Five WFH wellness tips

From freelancers, to consultants, small business owners to contractors, many Australians work from home (WFH). Whilst it has its conveniences (goodbye daily commute!), WFH can present a diverse range of challenges, especially when it comes to our health. Many people are not well equipped with the proper office furniture, such as a supportive chair or appropriate desk, resulting in working extended hours at the kitchen bench or hunched over a laptop on the couch.

To help keep you on track towards your wellness goals we’re sharing five tips to help you stay productive and healthy while working from home!

Set up your space: Creating a space that is comfortable, efficient and clean will have you more excited to log on for work. A desk ensures you have a space dedicated specifically for work which separates you from the other spaces within the home. If you don’t have the budget for an ergonomic chair, try supporting and maintaining strong posture by using a pillow behind your lower back. Once these basics are sorted, it’s time to make it your own. Place a candle, a lamp or some flowers on your desk – things that will welcome you with positive energy into your work space.

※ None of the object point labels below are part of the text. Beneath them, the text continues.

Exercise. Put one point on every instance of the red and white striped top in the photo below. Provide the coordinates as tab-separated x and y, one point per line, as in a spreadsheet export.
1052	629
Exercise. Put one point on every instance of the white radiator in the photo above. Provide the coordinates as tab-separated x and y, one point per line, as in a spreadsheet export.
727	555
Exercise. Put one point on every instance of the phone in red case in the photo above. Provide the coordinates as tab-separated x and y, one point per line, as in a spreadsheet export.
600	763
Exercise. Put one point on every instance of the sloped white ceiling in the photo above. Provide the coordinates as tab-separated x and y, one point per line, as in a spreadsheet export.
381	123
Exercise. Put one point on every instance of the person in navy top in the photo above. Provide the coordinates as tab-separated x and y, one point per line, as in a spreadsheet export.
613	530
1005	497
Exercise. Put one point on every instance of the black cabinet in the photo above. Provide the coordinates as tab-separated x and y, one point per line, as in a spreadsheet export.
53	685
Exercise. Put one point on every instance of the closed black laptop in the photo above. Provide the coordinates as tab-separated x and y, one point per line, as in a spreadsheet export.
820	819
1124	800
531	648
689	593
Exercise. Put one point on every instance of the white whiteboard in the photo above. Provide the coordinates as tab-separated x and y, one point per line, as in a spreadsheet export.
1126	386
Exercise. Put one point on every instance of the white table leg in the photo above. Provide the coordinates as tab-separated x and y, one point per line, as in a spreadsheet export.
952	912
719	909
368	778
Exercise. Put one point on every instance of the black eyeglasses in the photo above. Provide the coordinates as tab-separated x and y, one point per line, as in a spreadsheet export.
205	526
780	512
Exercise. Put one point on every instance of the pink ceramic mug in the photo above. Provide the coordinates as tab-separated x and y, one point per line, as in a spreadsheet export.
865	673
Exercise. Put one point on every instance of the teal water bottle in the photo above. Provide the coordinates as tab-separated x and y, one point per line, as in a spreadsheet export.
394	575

Plan of a-snack: Having a well stocked cupboard and fridge at your fingertips can wreak havoc on your wellness goals. So, ensure you have a snack plan. Try scheduling your snack times, as you would if you were working in an office. Pack them in containers and have them at your desk, away from the kitchen. For healthy snack ideas, try fruit and nuts, or celery and carrot sticks. Portion your snack sizes so you don’t over indulge.

Get moving: Sitting in the same position or chair all day can lead to back, neck and shoulder pain. Just like your snack plan, schedule mini-breaks where you stand up, stretch and roll, even if it’s for a few minutes. If you have some extra time, why not try the eight chair exercises we shared in an earlier article this month? Step outside for a few minutes for a breath of fresh air and some sunshine.

Maintain a routine: Whilst it might be tempting to sleep in, roll out of bed and onto the couch to catch up on emails, establishing a routine will set you up for success, provide a structure for your work days and it may also benefit your mental health. Firstly, determine consistent working hours and factor in breaks and meal times. Then establish your routine, shower, coffee, breakfast, stretch, and then begin work (at your desk!). The great thing about WFH is your routine can be adjusted to suit what works best for you. Take note of the days you feel most productive and mentally positive to help identify the parts of your routine which helped you feel this way.

Know when to log off: Logging off can be trickier to do for some who WFH. In a world where we are encouraged to always stay connected digitally, it is very important to have a healthy balance. Determine when you’ll log off working each day and try to stick to it. Of course, this may change depending on work commitments and meetings, but keep track of your time because maintaining a work life balance is one of the most important tips to ensure WFH is sustainable and healthy.